In the background, Sally was screaming, “Bob, that’s so not cool. Apologize! Apologize right now.”

“Not cool, Bob,” I repeated a few times.

George shook his head in disagreement, too.

Joe said, “You know what? Bob doesn’t have to apologize. Be who you are and say what you mean. I don’t want an apology.”

Joe picked up his drink and sat down in the seat on the other side of me, away from Bob and Sally.

In a room of racism, I can handle so much. But I’ll never invite Bob to my home or buy him a beer.

But hey, it’s Bob’s right to say what he wants. He’s free to do so. And he can hide behind anything from his belief system to his relaxed inhibitions for doing so. Having beliefs, ideologies and opinions is certainly something everyone has and expresses. However, I have to remember and remind myself that those opinions have repercussions. You can say and do what you want, but that means whom you say those things to may have equally oppositional antagonism.

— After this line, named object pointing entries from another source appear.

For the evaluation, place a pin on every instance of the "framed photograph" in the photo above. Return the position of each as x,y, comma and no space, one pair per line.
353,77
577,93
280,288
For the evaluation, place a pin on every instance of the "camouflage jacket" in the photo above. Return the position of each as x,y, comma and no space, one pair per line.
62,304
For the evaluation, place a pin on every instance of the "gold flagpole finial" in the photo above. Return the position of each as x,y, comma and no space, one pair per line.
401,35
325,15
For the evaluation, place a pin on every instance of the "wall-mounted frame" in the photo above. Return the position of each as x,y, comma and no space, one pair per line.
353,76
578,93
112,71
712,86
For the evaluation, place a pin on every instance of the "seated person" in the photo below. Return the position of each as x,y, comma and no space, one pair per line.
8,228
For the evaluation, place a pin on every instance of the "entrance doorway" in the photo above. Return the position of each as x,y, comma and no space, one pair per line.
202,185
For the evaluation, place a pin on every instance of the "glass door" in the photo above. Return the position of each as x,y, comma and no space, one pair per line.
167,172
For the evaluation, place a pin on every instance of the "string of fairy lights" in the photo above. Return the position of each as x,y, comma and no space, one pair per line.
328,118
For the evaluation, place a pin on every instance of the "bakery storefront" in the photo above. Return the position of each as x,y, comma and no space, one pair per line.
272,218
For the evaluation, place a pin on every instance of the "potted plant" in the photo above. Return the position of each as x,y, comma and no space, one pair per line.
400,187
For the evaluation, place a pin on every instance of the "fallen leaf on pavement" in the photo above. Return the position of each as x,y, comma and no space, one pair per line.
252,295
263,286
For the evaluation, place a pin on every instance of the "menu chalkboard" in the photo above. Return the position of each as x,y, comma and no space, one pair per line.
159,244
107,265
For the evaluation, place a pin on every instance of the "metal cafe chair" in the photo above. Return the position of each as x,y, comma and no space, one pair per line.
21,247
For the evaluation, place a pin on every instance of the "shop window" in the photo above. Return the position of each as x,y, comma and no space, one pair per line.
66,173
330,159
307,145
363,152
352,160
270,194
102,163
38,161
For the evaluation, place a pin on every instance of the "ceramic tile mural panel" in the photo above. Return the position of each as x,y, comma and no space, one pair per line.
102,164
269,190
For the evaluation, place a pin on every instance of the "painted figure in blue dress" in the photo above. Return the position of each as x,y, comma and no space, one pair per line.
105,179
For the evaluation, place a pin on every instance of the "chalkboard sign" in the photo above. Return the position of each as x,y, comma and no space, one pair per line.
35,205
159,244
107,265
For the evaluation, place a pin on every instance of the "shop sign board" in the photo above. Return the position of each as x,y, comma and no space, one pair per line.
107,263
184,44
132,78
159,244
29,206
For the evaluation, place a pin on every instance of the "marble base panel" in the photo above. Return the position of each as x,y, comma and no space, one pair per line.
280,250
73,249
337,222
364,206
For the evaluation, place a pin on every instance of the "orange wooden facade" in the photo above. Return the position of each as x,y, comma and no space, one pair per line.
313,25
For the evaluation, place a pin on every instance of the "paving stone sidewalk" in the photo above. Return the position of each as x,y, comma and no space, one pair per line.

There are limits to what we can handle. And there are behaviors that deserve to be marginalized and snuffed out.

When Bob paid his tab, he started to leave and passed by Joe offering a hand to shake. In the most public display of politeness in the face of dastardly opposition, Joe said, “With all due respect, I’m not shaking your hand. Another time, Bob. You don’t owe me an apology. You said what you meant and you meant what you said.”